En 2011, au cours des débats, j'ai régulièrement entendu dire, pour justifier l'interdiction avec dérogations, que l'interdiction de principe était en continuité avec la loi de bioéthique de 2004.
Or je rappelle que l'interdiction de principe mise en place en 2004 avait été assortie de dérogations temporaires, alors qu'en 2011 nous avons acté un principe général d'interdiction, assorti de dérogations permanentes.
Ce faisant, nous avons prétendu concilier deux principes incompatibles. À mon sens, cela revient à refuser de trancher et à ne pas assumer ses choix. §
Les raisons essentielles pour lesquelles j'étais opposé au texte adopté par le Parlement sont toujours valables, mes chers collègues : inscrire que les recherches alternatives aux recherches sur l'embryon doivent être promues et que les parents doivent être informés de l'utilisation des embryons donnés à la science relève de l'idéologie, non du droit ; mettre en place un tel régime d'interdiction avec des dérogations particulièrement ambiguës et renoncer à établir des règles simples et compréhensibles par tous revenait à nous dessaisir de notre mission de dire le droit et à déléguer cette lourde tâche à l'Agence de la biomédecine, dont la mission n'est pourtant pas de découvrir notre intention cachée derrière les contradictions et les demi-mots.

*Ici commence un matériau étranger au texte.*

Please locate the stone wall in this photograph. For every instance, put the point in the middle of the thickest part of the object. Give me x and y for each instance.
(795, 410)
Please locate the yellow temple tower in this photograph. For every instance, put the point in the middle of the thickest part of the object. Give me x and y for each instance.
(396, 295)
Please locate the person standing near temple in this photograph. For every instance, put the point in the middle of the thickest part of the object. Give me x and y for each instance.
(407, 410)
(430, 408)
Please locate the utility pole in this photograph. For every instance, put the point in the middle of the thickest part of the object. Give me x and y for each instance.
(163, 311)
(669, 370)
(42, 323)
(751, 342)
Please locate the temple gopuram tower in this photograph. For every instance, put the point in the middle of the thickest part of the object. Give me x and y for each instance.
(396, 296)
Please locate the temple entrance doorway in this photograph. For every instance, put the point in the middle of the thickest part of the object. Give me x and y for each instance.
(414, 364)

Par ailleurs, il aurait été infiniment préférable de faire œuvre de pédagogie et d'expliquer en quoi consistent les recherches sur les cellules souches embryonnaires et sur l'embryon. Nous savons que ces recherches ne peuvent être effectuées que jusqu'à cinq jours après la fécondation. Si nous l'expliquions aux Français, ils seraient certainement mieux disposés envers ces recherches.